Marielle (Laeni Geiseler) hat mit einer Mitschülerin gestritten und von ihr eine Ohrfeige kassiert. Auf einmal besitzt sie eine unheimliche Fähigkeit, wegen der ihre Mutter Julia (Julia Jentsch) sie ärztlich untersuchen lässt. Marielle kann nun alles sehen und hören, was die Eltern machen – egal, wo sie sich gerade aufhalten. So entgeht ihr nicht, dass Julia mit einem Arbeitskollegen geflirtet hat und sich mit ihm auf ein baldiges sexuelles Abenteuer freut. Auch weiß sie, dass ihr Vater Tobias (Felix Kramer) lügt, wenn er daheim erzählt, wie er seinen Widersacher Sören (Moritz Treuenfels) im Verlag in die Schranken gewiesen hat. In Wahrheit ist Tobias bei der Vorstellung eines Buchcovers vor Sörens Einwänden eingeknickt.
Julia und Tobias erkennen wegen Marielles detaillierten Schilderungen rasch, dass Leugnen zwecklos ist. Nun müssen sie höllisch aufpassen, was sie tun und sagen. Die bislang augenscheinlich funktionierende Beziehung kommt in die Krise und Julia erträgt es besonders schlecht, keine Privatsphäre mehr zu haben. Auch Marielle ist mit ihrer Fähigkeit nicht glücklich. Was soll geschehen?
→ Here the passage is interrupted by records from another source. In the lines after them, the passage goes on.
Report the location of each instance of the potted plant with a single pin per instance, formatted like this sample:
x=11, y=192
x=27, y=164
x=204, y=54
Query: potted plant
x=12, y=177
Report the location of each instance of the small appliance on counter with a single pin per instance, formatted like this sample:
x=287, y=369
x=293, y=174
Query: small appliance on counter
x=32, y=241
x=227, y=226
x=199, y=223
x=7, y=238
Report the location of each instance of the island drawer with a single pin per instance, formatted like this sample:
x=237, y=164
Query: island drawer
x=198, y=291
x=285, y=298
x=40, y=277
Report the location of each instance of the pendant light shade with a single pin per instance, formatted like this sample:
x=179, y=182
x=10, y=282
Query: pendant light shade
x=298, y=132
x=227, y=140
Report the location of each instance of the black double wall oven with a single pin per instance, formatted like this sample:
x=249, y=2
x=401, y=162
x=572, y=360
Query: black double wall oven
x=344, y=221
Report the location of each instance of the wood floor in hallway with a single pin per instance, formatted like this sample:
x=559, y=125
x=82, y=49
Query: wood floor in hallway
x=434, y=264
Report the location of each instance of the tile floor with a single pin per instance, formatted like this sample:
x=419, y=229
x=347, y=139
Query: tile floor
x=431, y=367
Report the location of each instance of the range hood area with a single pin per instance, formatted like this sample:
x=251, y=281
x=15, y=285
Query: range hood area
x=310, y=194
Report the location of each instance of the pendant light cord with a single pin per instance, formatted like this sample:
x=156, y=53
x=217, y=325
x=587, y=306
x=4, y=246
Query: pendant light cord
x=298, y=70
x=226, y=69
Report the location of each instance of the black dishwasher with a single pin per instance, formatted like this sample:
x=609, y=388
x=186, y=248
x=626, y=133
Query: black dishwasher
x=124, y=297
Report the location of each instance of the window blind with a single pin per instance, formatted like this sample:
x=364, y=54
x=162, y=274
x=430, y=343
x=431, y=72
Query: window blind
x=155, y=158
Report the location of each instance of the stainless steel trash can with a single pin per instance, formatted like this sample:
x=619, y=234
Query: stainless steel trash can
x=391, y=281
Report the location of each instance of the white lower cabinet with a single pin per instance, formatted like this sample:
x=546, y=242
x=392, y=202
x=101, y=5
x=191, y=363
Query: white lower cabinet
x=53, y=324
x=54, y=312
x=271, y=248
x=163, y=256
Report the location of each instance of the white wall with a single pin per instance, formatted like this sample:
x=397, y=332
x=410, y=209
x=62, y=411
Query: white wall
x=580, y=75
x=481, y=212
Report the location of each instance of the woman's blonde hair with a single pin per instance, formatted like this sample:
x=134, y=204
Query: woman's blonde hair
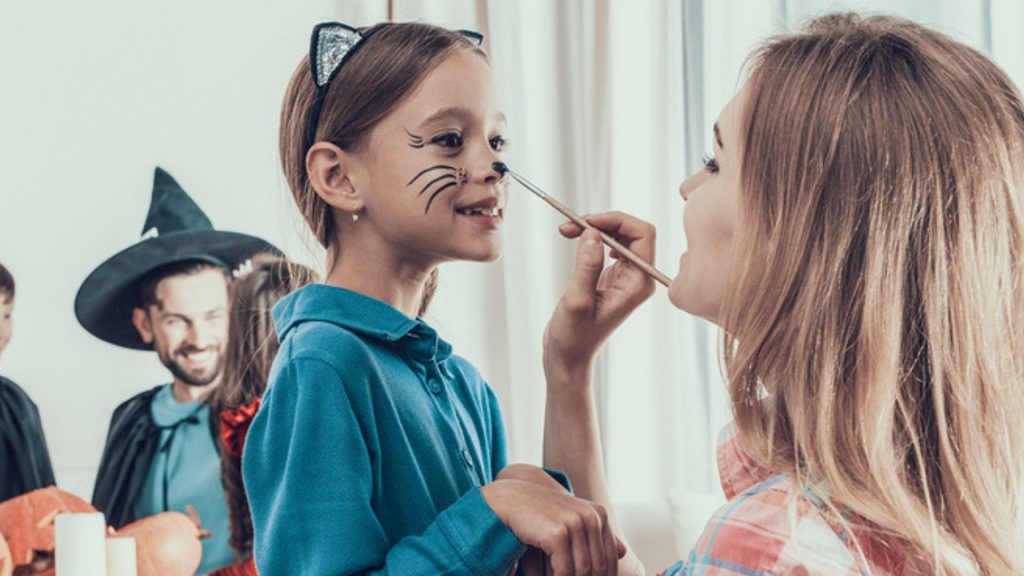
x=875, y=347
x=371, y=83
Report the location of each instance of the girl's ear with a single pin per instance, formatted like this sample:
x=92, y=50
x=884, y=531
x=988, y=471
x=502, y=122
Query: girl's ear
x=330, y=170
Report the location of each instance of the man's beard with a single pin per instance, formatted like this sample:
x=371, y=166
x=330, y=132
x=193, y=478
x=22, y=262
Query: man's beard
x=193, y=378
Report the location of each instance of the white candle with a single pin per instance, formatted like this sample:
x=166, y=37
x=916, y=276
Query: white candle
x=121, y=557
x=80, y=545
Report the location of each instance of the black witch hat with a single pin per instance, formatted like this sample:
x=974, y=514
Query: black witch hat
x=175, y=230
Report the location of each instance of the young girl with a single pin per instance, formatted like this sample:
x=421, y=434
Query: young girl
x=376, y=449
x=24, y=456
x=858, y=236
x=250, y=350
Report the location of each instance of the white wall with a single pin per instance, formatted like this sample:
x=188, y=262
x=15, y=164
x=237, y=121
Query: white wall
x=94, y=94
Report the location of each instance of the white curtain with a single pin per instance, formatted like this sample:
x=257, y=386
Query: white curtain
x=610, y=105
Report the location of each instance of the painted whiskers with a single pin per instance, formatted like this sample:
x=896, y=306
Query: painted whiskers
x=438, y=178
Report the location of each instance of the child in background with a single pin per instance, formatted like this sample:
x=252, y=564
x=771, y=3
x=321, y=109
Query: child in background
x=376, y=450
x=250, y=351
x=24, y=457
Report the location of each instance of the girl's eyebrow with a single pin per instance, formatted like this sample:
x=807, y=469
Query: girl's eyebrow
x=455, y=113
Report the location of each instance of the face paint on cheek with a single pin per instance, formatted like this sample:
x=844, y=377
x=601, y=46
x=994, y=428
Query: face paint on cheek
x=450, y=177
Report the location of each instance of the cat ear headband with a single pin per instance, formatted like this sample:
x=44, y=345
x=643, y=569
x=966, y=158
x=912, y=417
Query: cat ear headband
x=330, y=47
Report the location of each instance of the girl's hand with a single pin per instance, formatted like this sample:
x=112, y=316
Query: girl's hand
x=571, y=535
x=598, y=298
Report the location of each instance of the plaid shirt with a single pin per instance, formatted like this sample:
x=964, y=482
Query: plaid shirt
x=772, y=527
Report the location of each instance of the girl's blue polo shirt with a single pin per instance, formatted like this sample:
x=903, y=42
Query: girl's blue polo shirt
x=369, y=451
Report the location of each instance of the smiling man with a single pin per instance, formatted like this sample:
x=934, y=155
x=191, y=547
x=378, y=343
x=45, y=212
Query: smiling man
x=168, y=293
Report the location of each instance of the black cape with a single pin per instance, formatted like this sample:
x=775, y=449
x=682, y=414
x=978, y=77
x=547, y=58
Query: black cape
x=132, y=440
x=25, y=461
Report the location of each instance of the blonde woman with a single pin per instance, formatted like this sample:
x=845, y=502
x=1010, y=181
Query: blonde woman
x=858, y=238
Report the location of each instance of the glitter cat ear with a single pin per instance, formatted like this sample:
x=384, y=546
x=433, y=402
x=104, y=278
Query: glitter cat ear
x=474, y=37
x=331, y=45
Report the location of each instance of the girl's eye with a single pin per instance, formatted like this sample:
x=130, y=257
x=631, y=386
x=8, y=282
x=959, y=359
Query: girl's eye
x=451, y=139
x=711, y=165
x=498, y=144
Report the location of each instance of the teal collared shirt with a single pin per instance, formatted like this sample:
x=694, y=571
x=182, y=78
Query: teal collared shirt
x=369, y=451
x=185, y=470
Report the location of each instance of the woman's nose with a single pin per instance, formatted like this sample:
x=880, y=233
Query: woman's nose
x=691, y=183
- Originaltitel: „Was Marielle weiß“
- Regie: Frédéric Hambalek
- Drehbuch: Frédéric Hambalek
- Darsteller*innen: Julia Jentsch, Felix Kramer, Laeni Geiseler, Moritz Treuenfels, Mehmet Ateşçi, Sissy Höfferer
- Genre: Drama
- Produktionsland: Deutschland
- Produktionsjahr: 2025
- Länge: 87 Minuten
- Starttermin: 17. April 2025
Keine Geheimnisse mehr!
Eine Filmkritik von Bianka Piringer

Wünscht sich nicht jedes Kind, zu wissen, was Mutter und Vater so reden und machen, wenn sie sich vom Nachwuchs unbeobachtet fühlen? Umgekehrt aber kann mit Sicherheit behauptet werden, dass es ein elterlicher Albtraum wäre, keine Geheimnisse mehr vor dem eigenen Kind zu haben! In diesem originellen Spielfilm des Regisseurs Frédéric Hambalek besitzt eine pubertierende Tochter aber eine solche zweifelhafte und von der Natur nicht vorgesehene seherische Fähigkeit. Die Miene der Jugendlichen signalisiert, dass die neue Gabe sie durchaus belastet. Denn nun weiß sie, quasi von einem Tag auf den anderen, dass ihre Eltern nicht nur sie anflunkern, sondern sich auch gegenseitig belügen. Hambaleks spannender Film lief im Wettbewerb der Berlinale 2025.
Eine Familie in der Krise
Es findet sich keine medizinische Ursache für Marielles Supergabe. Somit sorgt sie als reizvolles surreales Element für eine konstante Irritation in der ansonsten im bieder unspektakulären Alltagsleben verhafteten Geschichte. Marielles Veränderung spielt aber auch auf das Phänomen Pubertät an. Sie erlebt die Entzauberung der Eltern, stößt sie vom Podest ihrer Bewunderung. Marielle weiß, dass sie Vater und Mutter nichts mehr glauben kann: Wie ist es um ihre eheliche Liebe wirklich bestellt, wenn die Mutter fremdgehen will? Die Eltern wollen sich keineswegs damit abfinden, dass die Tochter mithört, sobald sie den Mund aufmachen. Es findet eine bedrohliche Rollenumkehr in der Familie statt und die Ehe selbst verträgt es auch schlecht, wenn es keine Rückzugsgebiete, keine Geheimnisse mehr gibt.
Dezente Komik
Das unaufgeregt gefilmte, witzige Drama lebt von den schauspielerischen Leistungen. Im ernsten Gesicht von Julia Jentsch tauchen leichte Sorgenfalten auf – es ist nicht klar, ob sie Angst um die Tochter oder vor ihr hat. Jentsch spielt die emotional zurückhaltende, etwas kühl wirkende Filmfigur Julia sehr glaubhaft. Es ist ihr anzumerken, wie es in ihr arbeitet und sie sich als Mutter plötzlich gefordert fühlt.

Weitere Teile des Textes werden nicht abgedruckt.